Dirk Ploss zeigt, wie durch den Aufbau eines Loyalitäts-Netzwerks die Wertschöpfung in einem Unternehmen dauerhaft gesteigert werden kann. Durch die Vernetzung von Führung, Mitarbeitern, Kunden, Lieferanten und Investoren sollen nicht nur Neukunden gewonnen, sondern v. a. auch Stammkunden gehalten werden. Der Autor räumt mit populären Irrtümern rund um die Begriffe „Kundenbindung“ und „Loyalität“ auf, beschreibt, was loyalitätsbasiertes Management – z. B. im Unterschied zu CRM – ist, und schildert schliesslich, wie es in Firmen jeder Art und Grösse implementiert und bewertet werden kann. Das Loyalitäts-Netzwerk ist klar strukturiert, praxisnah und kurzweilig geschrieben. getAbstract empfiehlt dieses Buch Managern, Marketingverantwortlichen, Werbern, Unternehmensberatern, Geschäftsführern und Verkaufsverantwortlichen sowie allen, die Weichen stellen und eine Organisation ganzheitlich an Loyalität ausrichten wollen.

Über den Autor

Dirk Ploss begann seine berufliche Laufbahn als Junior-Texter bei einer Hamburger Werbeagentur. Nach Stationen als Creative Director bei einer internationalen Agentur und als Freelancer für diverse Agenturen und Unternehmen gründete er 1996 die Endlich Lösungen GmbH. 1997 folgte dann die konsequente Ausrichtung des Unternehmens auf Kundenbindungssysteme. Seit Januar 2000 ist Dirk Ploss Geschäftsführer bei Loyalty Consulting Hamburg und tritt regelmässig als Herausgeber und Autor – u. a. von Internet-Newsletters – in Erscheinung.

 

Zusammenfassung

Irrtum Nummer 1: Loyalität ist teuer.

Die Einführung eines loyalitätsbasierten Managements ist nicht billig. Das Unternehmen muss in erheblichem Masse und über einen längeren Zeitraum investieren. Und diese Investitionen machen sich erst nach zwei bis fünf Jahren bemerkbar. Dann aber so stark, dass die Investitionen im Vergleich zum Erfolg lächerlich sind. Loyale Kunden kaufen nicht nur häufiger, sie kaufen auch zusätzliche Produkte ein. Der steigende Wohlstand des Kunden spielt ebenso eine positive Rolle wie der steigende „Share of Wallet“. Bestehende Kunden müssen zudem nicht mehr neu geworben werden, was die Kundengewinnungskosten massiv reduziert. Ausserdem erhöhen loyale Kunden auch die Mitarbeiterloyalität.

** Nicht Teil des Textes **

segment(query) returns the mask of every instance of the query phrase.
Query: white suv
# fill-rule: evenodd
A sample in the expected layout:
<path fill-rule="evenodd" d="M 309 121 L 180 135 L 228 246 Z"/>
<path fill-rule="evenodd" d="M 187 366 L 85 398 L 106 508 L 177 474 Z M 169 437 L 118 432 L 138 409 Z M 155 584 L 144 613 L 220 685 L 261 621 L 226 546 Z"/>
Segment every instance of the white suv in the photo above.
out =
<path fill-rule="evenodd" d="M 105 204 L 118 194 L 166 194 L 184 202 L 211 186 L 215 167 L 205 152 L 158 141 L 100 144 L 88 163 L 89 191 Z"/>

Irrtum Nummer 2: Loyalität bedeutet Kundenbindung.

Kunden sollen nicht durch ein Monopol oder durch langjährige Verträge an ein Unternehmen gebunden werden, sondern freiwillig mit ihm Geschäfte machen. Gute Unternehmen mit überragenden Angeboten und ebensolchem Marketing können Menschen so sehr von einer Mission überzeugen, dass sie ein Sendungsbewusstsein entwickeln und andere für das Anliegen, das Produkt einnehmen können. Nicht Kundenbindung...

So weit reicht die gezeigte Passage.